Richardson had acted as the bridge between the two eras of West Indies cricket: he had seen it all. He had witnessed the pomp and the decline, the glory and the slide, the immortals and the mortals, the ageing and the young. It was the dusk of the golden days, but there was still light. Still.
There was still no helmet, either. Offering Richardson a helmet would have been blasphemy. The white hat (he later changed it to maroon) that was wrapped tightly around his skull in an era when batsmen were seldom witnessed without helmets against quality pace bowling.
It was not required at Kensington Oval, either: in Paul Reiffel, Brendon Julian, and Glenn McGrath Australia had a relatively inexperienced pace attack — but they were good enough to reduce the hosts to six for three on the first morning; Richardson was caught-behind by Julian for three attempting a horribly rash stroke.

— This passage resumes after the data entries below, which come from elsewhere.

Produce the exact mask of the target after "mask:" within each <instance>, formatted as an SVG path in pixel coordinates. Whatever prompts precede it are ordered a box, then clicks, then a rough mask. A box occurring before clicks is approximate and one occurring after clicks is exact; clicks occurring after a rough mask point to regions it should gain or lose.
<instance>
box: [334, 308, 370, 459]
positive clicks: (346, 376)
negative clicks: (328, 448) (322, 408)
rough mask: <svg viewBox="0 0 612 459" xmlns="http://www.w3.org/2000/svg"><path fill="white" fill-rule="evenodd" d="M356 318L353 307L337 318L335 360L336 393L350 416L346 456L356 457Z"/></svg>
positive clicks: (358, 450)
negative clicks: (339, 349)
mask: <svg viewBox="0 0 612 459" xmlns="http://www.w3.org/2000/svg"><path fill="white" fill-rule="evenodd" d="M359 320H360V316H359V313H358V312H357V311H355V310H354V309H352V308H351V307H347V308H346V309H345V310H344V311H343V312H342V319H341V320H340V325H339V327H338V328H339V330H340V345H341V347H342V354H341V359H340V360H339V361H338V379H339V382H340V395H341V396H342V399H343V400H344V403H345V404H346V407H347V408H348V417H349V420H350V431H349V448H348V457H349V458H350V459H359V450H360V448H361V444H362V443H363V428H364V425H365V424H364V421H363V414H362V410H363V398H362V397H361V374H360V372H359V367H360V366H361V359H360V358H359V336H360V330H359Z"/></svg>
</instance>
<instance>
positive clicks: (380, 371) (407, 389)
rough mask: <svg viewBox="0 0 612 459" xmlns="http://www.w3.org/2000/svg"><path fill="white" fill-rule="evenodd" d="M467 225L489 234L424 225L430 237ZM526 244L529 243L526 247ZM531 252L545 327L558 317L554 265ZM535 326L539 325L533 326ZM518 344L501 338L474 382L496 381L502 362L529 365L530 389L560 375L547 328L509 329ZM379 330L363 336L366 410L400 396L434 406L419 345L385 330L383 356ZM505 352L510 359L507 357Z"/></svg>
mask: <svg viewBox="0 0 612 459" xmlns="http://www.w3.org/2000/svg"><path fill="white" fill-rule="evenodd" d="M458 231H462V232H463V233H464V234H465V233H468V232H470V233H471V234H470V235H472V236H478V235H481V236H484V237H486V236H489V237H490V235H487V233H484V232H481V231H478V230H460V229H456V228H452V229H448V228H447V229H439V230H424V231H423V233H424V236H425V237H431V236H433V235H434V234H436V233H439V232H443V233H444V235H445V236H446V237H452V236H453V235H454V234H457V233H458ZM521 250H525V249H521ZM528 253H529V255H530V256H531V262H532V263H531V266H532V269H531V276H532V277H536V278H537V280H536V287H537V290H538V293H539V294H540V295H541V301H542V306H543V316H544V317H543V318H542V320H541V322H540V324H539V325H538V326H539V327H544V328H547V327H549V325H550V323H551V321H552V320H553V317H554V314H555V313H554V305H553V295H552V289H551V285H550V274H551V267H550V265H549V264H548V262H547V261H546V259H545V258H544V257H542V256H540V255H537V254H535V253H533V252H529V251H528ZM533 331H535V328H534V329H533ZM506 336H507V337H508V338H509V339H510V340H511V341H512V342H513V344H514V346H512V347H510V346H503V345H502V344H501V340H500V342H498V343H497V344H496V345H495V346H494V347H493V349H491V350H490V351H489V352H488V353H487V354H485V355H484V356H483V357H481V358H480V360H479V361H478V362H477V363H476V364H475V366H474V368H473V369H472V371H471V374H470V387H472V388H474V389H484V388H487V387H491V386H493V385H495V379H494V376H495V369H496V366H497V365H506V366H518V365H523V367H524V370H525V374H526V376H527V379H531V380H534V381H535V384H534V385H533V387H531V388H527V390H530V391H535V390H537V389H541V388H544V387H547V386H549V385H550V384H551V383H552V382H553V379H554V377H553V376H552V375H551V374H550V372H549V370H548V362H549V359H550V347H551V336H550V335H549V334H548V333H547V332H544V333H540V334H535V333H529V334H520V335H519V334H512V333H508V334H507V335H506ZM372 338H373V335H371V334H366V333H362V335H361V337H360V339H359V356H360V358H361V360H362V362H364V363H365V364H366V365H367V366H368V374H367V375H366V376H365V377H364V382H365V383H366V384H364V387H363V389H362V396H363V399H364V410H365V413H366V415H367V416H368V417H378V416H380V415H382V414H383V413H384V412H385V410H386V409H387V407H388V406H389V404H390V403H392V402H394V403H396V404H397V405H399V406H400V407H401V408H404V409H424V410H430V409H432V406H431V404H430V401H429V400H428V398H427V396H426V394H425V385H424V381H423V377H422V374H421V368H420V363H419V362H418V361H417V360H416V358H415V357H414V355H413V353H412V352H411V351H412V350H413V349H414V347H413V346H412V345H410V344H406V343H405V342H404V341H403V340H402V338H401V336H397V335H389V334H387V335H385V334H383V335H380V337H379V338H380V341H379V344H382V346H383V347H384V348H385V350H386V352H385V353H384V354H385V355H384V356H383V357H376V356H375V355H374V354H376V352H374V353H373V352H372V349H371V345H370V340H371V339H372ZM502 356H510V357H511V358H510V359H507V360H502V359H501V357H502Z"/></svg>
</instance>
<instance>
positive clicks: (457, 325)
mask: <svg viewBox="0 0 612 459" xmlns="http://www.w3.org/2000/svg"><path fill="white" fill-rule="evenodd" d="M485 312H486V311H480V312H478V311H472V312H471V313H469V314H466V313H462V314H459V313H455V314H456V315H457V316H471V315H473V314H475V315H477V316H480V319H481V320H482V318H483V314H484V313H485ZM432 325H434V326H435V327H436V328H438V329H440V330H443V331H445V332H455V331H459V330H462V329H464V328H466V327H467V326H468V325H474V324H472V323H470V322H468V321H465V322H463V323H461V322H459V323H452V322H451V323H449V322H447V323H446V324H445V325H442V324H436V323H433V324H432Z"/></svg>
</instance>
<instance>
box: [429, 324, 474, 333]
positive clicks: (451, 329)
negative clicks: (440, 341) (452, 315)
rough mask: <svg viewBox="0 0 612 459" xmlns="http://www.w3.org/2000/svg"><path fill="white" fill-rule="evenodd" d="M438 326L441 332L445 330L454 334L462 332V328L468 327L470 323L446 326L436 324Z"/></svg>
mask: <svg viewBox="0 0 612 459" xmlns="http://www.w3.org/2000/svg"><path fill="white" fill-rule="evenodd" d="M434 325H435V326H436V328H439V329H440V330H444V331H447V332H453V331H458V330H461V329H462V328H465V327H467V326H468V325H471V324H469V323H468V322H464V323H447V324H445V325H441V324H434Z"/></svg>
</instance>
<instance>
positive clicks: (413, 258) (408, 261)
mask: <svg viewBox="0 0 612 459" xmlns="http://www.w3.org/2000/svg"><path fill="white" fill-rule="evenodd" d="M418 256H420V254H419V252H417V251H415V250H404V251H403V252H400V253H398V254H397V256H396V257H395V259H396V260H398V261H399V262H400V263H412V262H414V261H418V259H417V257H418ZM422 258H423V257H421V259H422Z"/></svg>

He pushed himself down to five, below Hooper, in the second; this time he counterattacked, but it was clear that he was not the same batsman anymore. The confidence was somehow not there. He still managed 36 before Reiffel ran through his defence, and McGrath, coming on as the fourth bowler, finished with five wickets in the innings and eight in the match. Australia went one-up in the series.
West Indies had trailed in a series during their 15-year run, so a single defeat must not have rattled Richardson significantly. What did rattle him, however, was his confidence to handle pace: the Australians had managed to dent the West Indians more effectively than even they had imagined.
Richardson put the tourists in, and Mark Taylor and Michael Slater added 82 for the opening stand before the Australian captain played an inexplicably uncharacteristic pull off Ambrose; the top-edge landed into the waiting hands of Walsh at deep fine-leg. Then all hell broke loose, and Walsh picked up six for 54 to rout the tourists for 216.
West Indies had dropped Sherwin Campbell to bring in Keith Arthurton and strengthen the middle-order. The crowd knew that the local hero, their captain, the man who had been a part of many a glory day of West Indies cricket, would take on replace Campbell at the top of the order.
What was supposed to be a tumultuous applause turned out to be a collective gasp as Richardson appeared in a helmet. Geoff Boycott commented on air: “Not often do you see Richie (Richardson) in a helmet; and a grille as well.” Michael Holding, accompanying Boycott, informed that Richardson had been using the helmet in that season’s Red Stripe Cup and even in the net-practice sessions at Kensington Oval; but for Boycott, as well as anyone watching the match at the ground or on television, it was an unthinkable spectacle.
Richardson was even booed at his home ground for his new headgear, and when West Indies returned home that afternoon he was yet to open his account. It took him 40 balls to get off the mark, and he eventually fell for a 108-ball 37. Taylor placed David Boon at short mid-on where he leapt “like a Tasmanian salmon” to his left to stop a rampant Lara.
West Indies managed a 44-run lead and Walsh added three more wickets to his tally, but Boon and the Waugh twins batted grittily, enabling Taylor to set a target of 257 from 36 overs. Richardson was bowled by Reiffel for two, and Lara entertained the crowd before the match ended in a draw.
Cricket in West Indies was never the same again. Seldom has a cricket gear brought about a psychological impact of this order. Richardson was still a hero, but not the demigod. Even he had that emotion that one usually associates with mortals: fear.
Australia 216 (Michael Slater 41; Courtney Walsh 6 for 54) and 300 for 7 decl. (David Boon 67, Steve Waugh 65*, Mark Waugh 61; Courtney Walsh 3 for 92) drew with West Indies 260 (Brian Lara 88; Paul Reiffel 3 for 53, Shane Warne 3 for 83) and 80 for 2 (Brian Lara 43).